Founded in 2007 by Rob Barnett and Warren Chao, My Damn Channel began as the home of premium comedy content created by established talent like The Simpsons‘s Harry Shearer and The State‘s David Wain. But it was also a major factor in building Grace Helbig into a cross-platform star and supporting Mark Malkoff in developing his trademark hilarious stunts.
“We concentrated on quality over quantity, and worked with established as well as new and emerging talent,” Barnett said in a phone interview.
Now, emerging talent is becoming a bigger piece of the puzzle, as with the Omnivision reveal came the announcement that the new banner would be providing “360 degree service” for Sara Maria Forsberg, a Finnish YouTuber who broke out last month with the videos What Languages Sound Like To Foreigners and One Girl, 14 Genres.

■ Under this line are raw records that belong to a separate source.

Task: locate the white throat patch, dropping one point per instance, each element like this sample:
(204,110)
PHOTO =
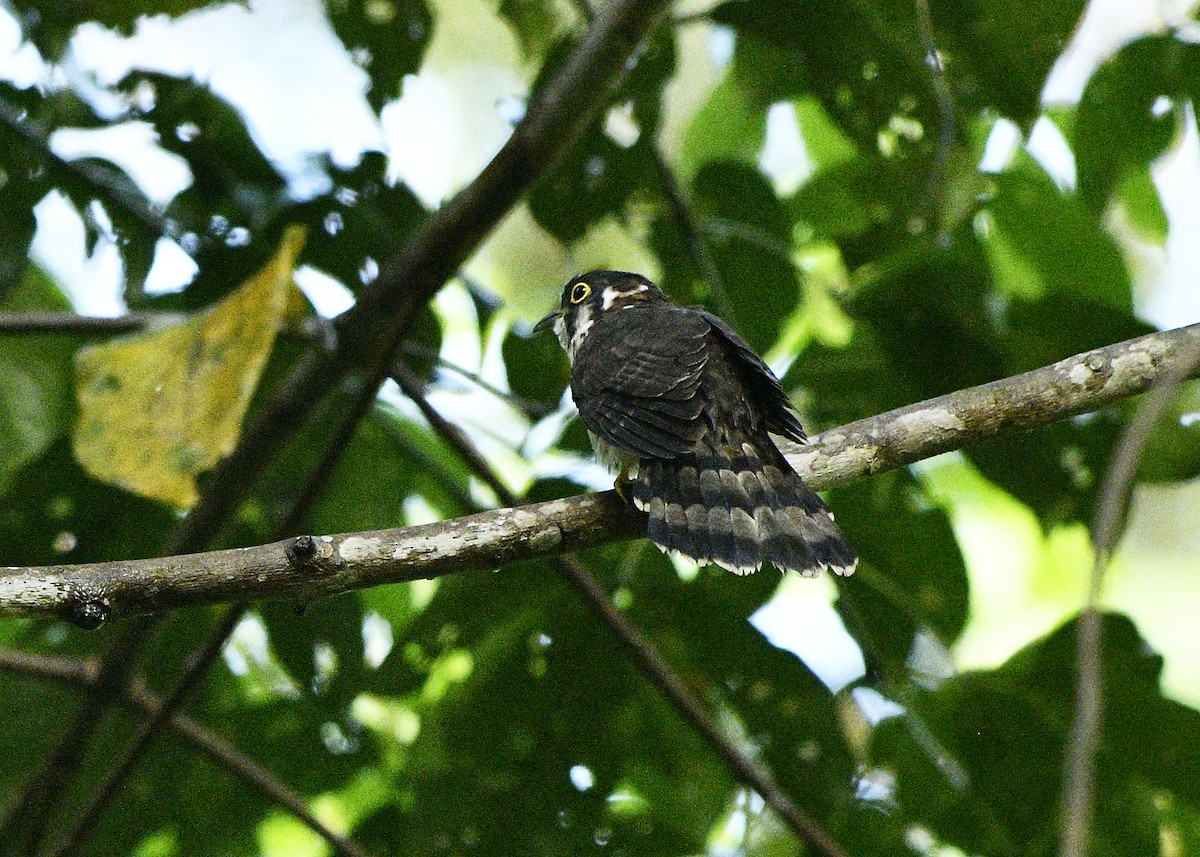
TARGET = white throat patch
(571,341)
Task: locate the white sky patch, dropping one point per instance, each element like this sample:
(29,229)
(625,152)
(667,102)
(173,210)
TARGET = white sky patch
(875,706)
(799,618)
(328,297)
(173,269)
(377,639)
(133,147)
(581,777)
(93,283)
(279,63)
(785,157)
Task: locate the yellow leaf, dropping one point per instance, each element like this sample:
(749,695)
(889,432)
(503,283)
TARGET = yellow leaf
(156,409)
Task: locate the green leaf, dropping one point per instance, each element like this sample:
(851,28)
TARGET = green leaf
(1131,112)
(727,127)
(36,401)
(387,40)
(232,216)
(511,733)
(1143,205)
(321,648)
(888,600)
(750,240)
(977,777)
(999,53)
(1056,240)
(862,60)
(537,366)
(354,227)
(535,24)
(929,310)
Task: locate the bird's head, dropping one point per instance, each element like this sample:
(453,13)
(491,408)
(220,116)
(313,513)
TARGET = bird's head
(592,295)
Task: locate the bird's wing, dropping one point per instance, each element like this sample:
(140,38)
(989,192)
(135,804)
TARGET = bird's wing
(778,408)
(636,379)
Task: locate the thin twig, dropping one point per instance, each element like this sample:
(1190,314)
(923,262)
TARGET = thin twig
(643,652)
(1079,785)
(371,331)
(693,238)
(37,139)
(198,664)
(136,695)
(25,826)
(945,99)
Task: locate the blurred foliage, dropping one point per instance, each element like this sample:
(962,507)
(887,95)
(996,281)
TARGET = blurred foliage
(491,713)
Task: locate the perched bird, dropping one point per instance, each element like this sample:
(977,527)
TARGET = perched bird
(676,401)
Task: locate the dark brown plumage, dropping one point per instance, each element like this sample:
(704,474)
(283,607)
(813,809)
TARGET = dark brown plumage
(683,406)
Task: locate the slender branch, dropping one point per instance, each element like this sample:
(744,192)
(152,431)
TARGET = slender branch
(25,826)
(198,664)
(370,333)
(13,323)
(137,696)
(1079,785)
(309,567)
(945,97)
(36,137)
(640,647)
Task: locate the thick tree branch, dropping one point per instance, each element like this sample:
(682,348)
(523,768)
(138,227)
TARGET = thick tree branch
(311,567)
(370,333)
(652,664)
(137,696)
(1079,780)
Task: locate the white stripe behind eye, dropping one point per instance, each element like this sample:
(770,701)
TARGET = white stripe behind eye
(612,293)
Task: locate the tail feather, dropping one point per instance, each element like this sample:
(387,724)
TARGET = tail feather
(738,508)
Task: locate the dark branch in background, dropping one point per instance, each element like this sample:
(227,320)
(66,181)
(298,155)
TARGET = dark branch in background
(36,138)
(25,826)
(12,323)
(372,330)
(1079,783)
(307,568)
(697,246)
(137,696)
(531,407)
(945,97)
(197,665)
(643,652)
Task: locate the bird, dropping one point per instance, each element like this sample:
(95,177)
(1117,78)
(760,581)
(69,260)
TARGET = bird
(683,409)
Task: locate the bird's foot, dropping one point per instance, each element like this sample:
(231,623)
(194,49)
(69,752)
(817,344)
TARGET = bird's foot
(623,484)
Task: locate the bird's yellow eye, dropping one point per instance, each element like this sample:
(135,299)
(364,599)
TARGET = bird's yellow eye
(580,293)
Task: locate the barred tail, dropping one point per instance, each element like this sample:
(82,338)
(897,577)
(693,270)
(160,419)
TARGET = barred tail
(738,508)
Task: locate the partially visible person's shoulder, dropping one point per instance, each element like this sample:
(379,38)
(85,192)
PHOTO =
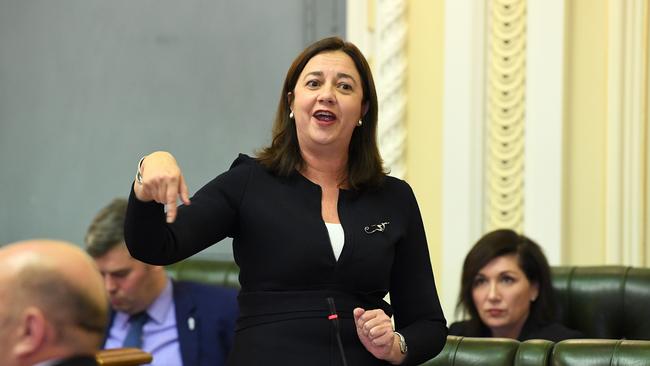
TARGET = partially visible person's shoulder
(222,292)
(243,159)
(555,332)
(396,185)
(459,328)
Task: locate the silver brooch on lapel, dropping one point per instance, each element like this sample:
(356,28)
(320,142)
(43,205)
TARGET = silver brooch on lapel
(376,227)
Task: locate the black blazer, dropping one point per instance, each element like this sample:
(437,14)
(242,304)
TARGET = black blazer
(288,269)
(78,361)
(554,332)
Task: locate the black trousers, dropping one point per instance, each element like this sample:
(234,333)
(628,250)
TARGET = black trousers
(299,342)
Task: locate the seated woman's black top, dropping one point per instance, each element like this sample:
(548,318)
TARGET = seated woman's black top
(554,332)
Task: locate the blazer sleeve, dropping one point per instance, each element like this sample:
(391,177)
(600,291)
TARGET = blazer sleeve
(211,216)
(418,314)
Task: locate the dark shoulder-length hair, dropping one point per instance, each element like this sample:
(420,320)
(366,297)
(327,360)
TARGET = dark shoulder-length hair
(282,157)
(532,262)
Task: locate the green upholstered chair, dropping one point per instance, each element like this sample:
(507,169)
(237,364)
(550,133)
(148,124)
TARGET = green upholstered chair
(223,273)
(601,352)
(604,301)
(534,352)
(467,351)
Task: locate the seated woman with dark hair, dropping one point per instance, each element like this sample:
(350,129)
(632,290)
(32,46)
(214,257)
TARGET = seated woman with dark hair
(506,291)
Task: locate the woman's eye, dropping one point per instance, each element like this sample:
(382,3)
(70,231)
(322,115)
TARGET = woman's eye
(345,87)
(312,83)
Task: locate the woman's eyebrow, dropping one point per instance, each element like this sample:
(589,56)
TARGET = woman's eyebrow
(339,75)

“When [What Languages Sound Like to Foreigners] came out, it was obvious from first contact that we were one of many many other people looking to do something with her,” Barnett said.
But Chao apparently had “a fire in [his] belly” and was able to gain her trust and sign her on the dotted line on March 30th. Forsberg has since made her American TV debut on Ellen, and plans are in the works to sign her a deal with a “major music label.” Forsberg is just about to turn 20 years old.
“It’s really a joy to see how well it can go sometimes, when somebody puts their all into meeting the world,” Barnett said. “We felt like it would be really important for us to put all of what we’ve done in our careers, and everything we’ve learned, into helping her build what we think will be a ginormous entertainment career.”
Omnivision is open to taking on other clients like Forsberg, but similar to My Damn Channel’s content strategy, will continue to be very selective. “We can’t do a hundred of them at once,” he said. “They won’t get the care and attention they deserve to get things right.”
While Forsberg is being represented as an Omnivision client, that doesn’t mean that My Damn Channel doesn’t still exist — according to Barnett, his team is as committed to the My Damn Channel brand and its content as they’ve been for the last seven years.
But it now functions under the Omnivision umbrella. Why make that change? Recently, the company has been branching out into brand-specific campaigns, including Aetna and Disney, the latter of which saw Malkoff “in search of his Disney side” to promote Disney’s parks.
“The management company and team have been able to create noise-making productions that get a lot of attention. But doing it only under the My Damn Channel brand was limiting,” Barnett said.
In addition, the company is moving into television production, with its first series, Videocracy, in development with HLN for its 2014 slate. “More than ever in the last 8 years, the world of digital and the world of traditional are doing a lot more dancing,” Barnett said.
“It’s a really wild time right now,” he added. “It used to be there would be eight or nine months before a huge deal would happen. Now, it’s every eight or nine hours.”